Driessens & Verstappen Solo Exhibition at Young Projects Gallery
The Amsterdam-based artist couple Driessens&Verstappen, Erwin Driessens (1963 Wessem) and Maria Verstappen (1964 Someren), will soon open their first solo show “Deep Dive” at Young Projects Gallery in West Hollywood, California.
Deep Dive (2016) is an interactive computer program that offers an endless zoom into a digital picture. The image refines itself according to information that is extracted from the image concerned.
The exhibition is made possible by the generous support of the Mondriaan Fund, which promotes relevant Dutch visual art and heritage in the Netherlands and abroad.
Based in Amsterdam, Erwin Driessens and Maria Verstappen have been working together since 1990. They graduated from the Maastricht Academy of Fine Arts and the Rijksacademy in Amsterdam and shortly thereafter began a multifaceted practice that touches on sculptural practices, installation works, bio-art, new media and more.

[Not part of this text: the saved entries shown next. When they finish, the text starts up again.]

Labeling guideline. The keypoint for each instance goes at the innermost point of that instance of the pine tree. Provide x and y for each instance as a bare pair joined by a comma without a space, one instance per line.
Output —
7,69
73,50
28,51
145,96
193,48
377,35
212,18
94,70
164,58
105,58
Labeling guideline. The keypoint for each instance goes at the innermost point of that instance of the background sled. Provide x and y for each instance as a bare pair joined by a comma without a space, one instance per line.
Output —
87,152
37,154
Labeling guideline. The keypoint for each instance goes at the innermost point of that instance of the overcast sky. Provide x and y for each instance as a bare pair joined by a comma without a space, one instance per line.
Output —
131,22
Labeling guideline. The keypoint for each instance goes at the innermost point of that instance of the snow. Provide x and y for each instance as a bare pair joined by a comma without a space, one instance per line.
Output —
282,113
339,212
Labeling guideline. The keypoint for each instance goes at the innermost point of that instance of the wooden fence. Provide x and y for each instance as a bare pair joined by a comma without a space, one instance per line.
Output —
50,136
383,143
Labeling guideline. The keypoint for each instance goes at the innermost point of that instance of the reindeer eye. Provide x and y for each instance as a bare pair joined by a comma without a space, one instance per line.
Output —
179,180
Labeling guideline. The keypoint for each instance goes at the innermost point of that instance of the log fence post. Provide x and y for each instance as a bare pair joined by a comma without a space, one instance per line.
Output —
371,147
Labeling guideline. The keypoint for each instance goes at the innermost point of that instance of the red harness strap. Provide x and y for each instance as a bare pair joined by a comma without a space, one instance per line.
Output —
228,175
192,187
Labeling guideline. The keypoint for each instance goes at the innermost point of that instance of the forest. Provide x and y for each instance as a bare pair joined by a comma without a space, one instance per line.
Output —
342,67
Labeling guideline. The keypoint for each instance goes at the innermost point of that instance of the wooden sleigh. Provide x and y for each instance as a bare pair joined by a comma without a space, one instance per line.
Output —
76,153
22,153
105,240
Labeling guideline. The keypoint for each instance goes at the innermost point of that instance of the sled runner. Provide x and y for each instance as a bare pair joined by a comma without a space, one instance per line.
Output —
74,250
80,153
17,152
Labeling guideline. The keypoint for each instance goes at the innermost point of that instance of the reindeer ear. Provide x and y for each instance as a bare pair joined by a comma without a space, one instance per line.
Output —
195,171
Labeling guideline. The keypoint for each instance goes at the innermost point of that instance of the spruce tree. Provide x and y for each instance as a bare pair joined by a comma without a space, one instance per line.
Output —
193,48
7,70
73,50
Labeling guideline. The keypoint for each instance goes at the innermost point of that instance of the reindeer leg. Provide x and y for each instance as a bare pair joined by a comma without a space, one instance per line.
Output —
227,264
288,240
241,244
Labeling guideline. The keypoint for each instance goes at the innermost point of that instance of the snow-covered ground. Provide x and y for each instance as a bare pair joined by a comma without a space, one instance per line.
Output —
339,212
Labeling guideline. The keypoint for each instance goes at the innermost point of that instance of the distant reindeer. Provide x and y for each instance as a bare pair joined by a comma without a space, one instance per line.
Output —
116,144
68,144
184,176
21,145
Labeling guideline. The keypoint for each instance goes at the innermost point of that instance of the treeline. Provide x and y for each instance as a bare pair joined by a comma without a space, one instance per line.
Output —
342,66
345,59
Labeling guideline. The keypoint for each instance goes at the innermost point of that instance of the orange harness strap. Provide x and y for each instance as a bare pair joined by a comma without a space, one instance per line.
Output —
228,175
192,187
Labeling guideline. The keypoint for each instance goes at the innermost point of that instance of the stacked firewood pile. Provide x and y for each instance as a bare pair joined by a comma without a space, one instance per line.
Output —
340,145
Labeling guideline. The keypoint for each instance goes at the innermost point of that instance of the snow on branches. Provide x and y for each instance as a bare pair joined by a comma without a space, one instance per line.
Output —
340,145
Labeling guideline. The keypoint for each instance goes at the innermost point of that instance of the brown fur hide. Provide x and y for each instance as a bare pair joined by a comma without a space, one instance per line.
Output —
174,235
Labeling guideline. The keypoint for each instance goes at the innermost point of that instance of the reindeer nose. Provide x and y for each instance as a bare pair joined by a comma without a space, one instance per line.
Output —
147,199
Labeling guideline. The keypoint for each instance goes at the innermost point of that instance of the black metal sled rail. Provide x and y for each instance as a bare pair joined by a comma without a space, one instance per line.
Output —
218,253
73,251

Central to their practice is the exploration of natural systems and how they operate as self-organized environments. Many projects involve never-ending systems of their own; systems that either replicate themselves repeatedly ad infinitum or evolve—almost imperceptibly—over long periods. “We like to create systems that themselves create other things,” say the artists. “It’s meta creation.”
They’ve applied the process of cell division to video imagery, for instance, where a viewer can continually zoom deeper and deeper into the core of the image’s pixels (or bit map) without ever reaching an end point. That idea, as seen in works E-volved Cultures (2005-2011) and Formulae E-volver (2015) is to breed animations by applying artificial genetics and evolutionary techniques. In a continuous feedback loop between man and machine, infinite variations of computer code can evolve from a ‘primordial soup’ of elementary building blocks. “We create an art that is not entirely determined by the subjective choices of a human being,” says the artists, “but instead is generated by processes that operate more or less autonomously… [for us] few things are more satisfying than seeing a process unfold, seeing something that has not been seen before, no longer under our control.”

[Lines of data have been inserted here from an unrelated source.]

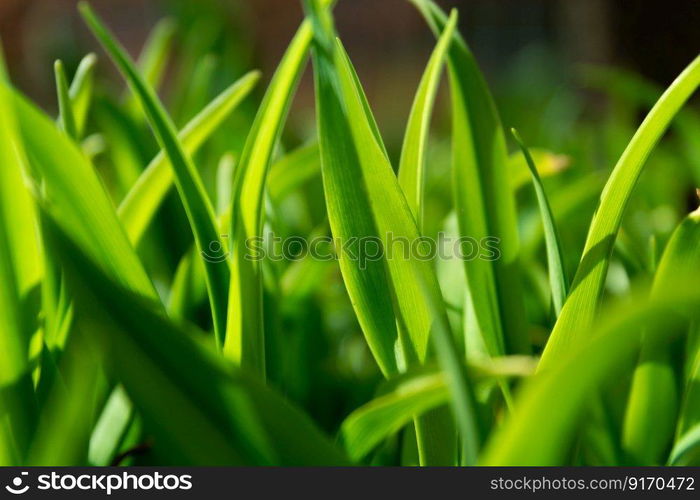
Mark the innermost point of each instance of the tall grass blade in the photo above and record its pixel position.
(152, 63)
(580, 307)
(81, 90)
(245, 334)
(412, 163)
(223, 417)
(19, 268)
(192, 193)
(555, 262)
(483, 198)
(652, 409)
(575, 376)
(365, 204)
(369, 425)
(65, 106)
(141, 203)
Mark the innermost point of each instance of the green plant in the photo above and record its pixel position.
(125, 343)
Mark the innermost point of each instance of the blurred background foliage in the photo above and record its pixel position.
(575, 77)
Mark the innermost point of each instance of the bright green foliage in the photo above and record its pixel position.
(141, 325)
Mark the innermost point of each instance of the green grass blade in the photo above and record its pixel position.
(547, 162)
(223, 417)
(412, 163)
(483, 198)
(558, 395)
(244, 338)
(687, 449)
(77, 198)
(16, 397)
(369, 425)
(152, 62)
(81, 90)
(652, 408)
(67, 118)
(683, 252)
(365, 203)
(145, 197)
(192, 193)
(555, 262)
(588, 283)
(342, 105)
(293, 170)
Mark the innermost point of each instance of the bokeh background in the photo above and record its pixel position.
(529, 49)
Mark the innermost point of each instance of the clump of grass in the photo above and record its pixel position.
(125, 343)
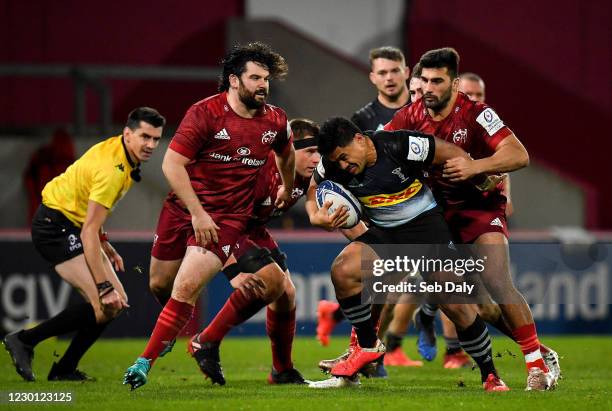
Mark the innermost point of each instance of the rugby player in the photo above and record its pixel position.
(388, 74)
(370, 166)
(212, 165)
(280, 314)
(474, 216)
(67, 230)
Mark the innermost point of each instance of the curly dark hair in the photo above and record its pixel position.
(235, 62)
(440, 58)
(336, 132)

The artists have used a similar process of artificial genetics and evolutionary techniques to create sculptures as well. Breed (1995-2007) for example, uses a computer program to generate physical objects by incremental multiplication, starting with little more than a single cell. (On the basis of selection and mutation, a code is gradually developed that best fulfills a “fitness” criterion). Similarly, Accretor (2012) is based on accretion of small particles (cubical grains or voxels) to ‘grow’ sculptures that are so highly detailed they surpass any human capability. By executing these works with 3D printing techniques, the process from design to execution is fully automated. Thus, the unique nature of the sculptures, which results from industrial production methods, seems to contradict classical notions that uniqueness can only be achieved by personal style and manual labor. For the artists the process also comments on the ever-increasing consumption of mass produced goods, as opposed to the increasing desire for sustainability and a hyper individual lifestyle.

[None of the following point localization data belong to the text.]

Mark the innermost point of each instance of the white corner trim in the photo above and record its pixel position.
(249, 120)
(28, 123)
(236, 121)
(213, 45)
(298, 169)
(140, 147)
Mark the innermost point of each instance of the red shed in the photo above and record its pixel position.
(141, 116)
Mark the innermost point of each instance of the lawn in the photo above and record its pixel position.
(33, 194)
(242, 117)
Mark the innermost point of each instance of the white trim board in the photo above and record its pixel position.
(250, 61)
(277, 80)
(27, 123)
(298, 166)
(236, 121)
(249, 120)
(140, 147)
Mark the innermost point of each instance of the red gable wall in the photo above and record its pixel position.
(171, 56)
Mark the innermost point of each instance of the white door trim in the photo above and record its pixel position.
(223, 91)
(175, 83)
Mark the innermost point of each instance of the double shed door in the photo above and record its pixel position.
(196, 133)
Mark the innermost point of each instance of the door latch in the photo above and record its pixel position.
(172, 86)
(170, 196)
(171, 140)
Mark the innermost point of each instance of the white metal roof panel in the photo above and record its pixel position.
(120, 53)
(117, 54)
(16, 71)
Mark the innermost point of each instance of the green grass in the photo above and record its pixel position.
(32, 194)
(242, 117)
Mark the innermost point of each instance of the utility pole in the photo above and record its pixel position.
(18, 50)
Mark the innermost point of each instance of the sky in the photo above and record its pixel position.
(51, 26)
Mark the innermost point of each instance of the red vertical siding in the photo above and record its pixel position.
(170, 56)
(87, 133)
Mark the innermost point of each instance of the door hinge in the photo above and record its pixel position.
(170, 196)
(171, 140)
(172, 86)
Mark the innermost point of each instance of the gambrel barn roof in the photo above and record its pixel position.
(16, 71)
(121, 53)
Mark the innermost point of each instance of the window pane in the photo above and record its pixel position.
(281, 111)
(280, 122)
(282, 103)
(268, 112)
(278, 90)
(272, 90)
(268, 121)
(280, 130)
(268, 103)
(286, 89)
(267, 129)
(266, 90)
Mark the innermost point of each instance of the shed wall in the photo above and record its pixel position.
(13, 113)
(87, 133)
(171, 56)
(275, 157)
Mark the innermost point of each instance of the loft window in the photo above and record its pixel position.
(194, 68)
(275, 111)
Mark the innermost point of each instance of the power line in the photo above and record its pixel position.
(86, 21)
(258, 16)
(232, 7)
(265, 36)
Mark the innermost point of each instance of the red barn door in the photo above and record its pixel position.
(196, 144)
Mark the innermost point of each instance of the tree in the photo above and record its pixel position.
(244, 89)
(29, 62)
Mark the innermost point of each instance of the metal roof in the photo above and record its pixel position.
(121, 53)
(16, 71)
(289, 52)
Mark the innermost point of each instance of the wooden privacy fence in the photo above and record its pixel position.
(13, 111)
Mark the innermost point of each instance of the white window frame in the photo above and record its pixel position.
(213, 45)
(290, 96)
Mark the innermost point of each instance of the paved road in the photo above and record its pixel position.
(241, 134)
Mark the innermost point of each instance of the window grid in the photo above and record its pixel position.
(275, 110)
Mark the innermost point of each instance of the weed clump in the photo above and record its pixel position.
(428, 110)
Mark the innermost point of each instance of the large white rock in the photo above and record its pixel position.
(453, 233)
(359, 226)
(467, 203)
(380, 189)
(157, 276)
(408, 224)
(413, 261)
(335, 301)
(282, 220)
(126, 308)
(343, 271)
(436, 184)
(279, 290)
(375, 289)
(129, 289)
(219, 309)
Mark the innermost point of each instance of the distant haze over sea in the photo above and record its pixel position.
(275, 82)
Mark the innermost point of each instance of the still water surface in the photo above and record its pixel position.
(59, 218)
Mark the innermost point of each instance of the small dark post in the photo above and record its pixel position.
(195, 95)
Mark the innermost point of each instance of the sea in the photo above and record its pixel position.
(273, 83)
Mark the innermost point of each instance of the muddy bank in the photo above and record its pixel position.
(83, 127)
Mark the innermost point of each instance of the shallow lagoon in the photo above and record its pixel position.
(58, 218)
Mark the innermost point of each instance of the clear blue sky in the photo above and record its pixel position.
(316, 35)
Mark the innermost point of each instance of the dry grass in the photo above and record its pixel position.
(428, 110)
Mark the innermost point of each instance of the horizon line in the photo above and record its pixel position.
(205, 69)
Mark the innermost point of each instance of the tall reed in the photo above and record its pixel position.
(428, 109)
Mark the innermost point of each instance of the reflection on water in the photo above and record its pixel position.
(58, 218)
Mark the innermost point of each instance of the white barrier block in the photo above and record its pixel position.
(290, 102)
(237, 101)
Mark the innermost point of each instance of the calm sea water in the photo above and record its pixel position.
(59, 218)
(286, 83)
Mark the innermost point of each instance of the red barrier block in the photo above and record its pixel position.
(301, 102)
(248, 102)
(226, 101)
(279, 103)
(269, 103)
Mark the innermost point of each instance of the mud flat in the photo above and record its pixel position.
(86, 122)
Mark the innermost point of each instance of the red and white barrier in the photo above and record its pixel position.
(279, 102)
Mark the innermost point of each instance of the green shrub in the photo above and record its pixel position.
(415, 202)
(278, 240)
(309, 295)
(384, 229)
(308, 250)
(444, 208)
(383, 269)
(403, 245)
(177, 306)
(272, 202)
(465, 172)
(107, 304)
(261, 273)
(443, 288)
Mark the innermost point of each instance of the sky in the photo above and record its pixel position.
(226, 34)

Given that their work hones so close to nature it uses similar ideas of emergence, complexity, form theory, dynamical systems and chaos. What’s more, it also touches on the subject of the sublime, in particular the sublime’s relationship to the infinite. in many ways, Sam Taylor Coleridge’s remark about the sublime beauty of the circle could easily be used to describe Dreissens & Verstappen’s generative works. “The circle is a beautiful figure in itself,” he wrote. “But it becomes sublime when I contemplate the eternity under that figure.”
Driessens & Verstappen’s work has been exhibited at museums and galleries worldwide, including the Central Museum Utrecht, Netherlands; Cordoaria Nacional, Lisbon, Portugal; IVAM Centre, Valencia, Spain; George Eastman House, Rochester, NY; Aperture Gallery, New York; and many others.